By Bogdan Odagescu
Pittsburgh’s multifamily market is a bit of a conundrum. Population has been almost flat for the past five years and supply mushroomed in 2016, leading rents to contract by 20 basis points. Yet the city has some positive economic signals, led by a growing white-collar job base.
Pittsburgh is in an ongoing transition from its blue-collar, industrial profile to a more diversified job market aiming at young, highly skilled workers. On one hand, the metro is bleeding lower-paid jobs and working-class households are being priced out of some core areas. On the other hand, Greater Downtown is thriving on this demographic shift, with highly paid Millennials taking advantage of the area’s job market, affordability and quality of life.
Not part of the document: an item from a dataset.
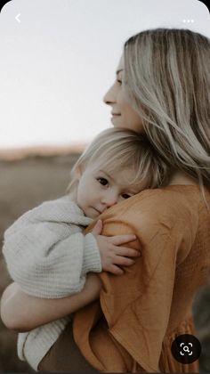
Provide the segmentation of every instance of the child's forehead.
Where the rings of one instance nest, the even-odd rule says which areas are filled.
[[[136,176],[136,172],[131,167],[122,167],[122,168],[109,168],[100,167],[94,169],[96,174],[101,174],[103,176],[106,176],[112,183],[121,186],[121,187],[129,187],[129,188],[137,188],[136,184],[133,183],[133,180]]]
The city benefits from a deep talent pool fueled by Carnegie Mellon, the University of Pittsburgh and several other institutions. Attracted by the large number of degree-holding young professionals, large tech companies—including Uber quite recently—have chosen to set up a base or expand Pittsburgh operations.
With more than 10,000 units in different stages of development, almost 2,300 of which are slated for completion in 2017, the pipeline is likely to cool off, but not by much. The record-breaking supply volume, together with the high affordability of owning and the city’s slowly declining population, have put a strong damper on rent growth. The damper won’t be let up, at least not in the short run.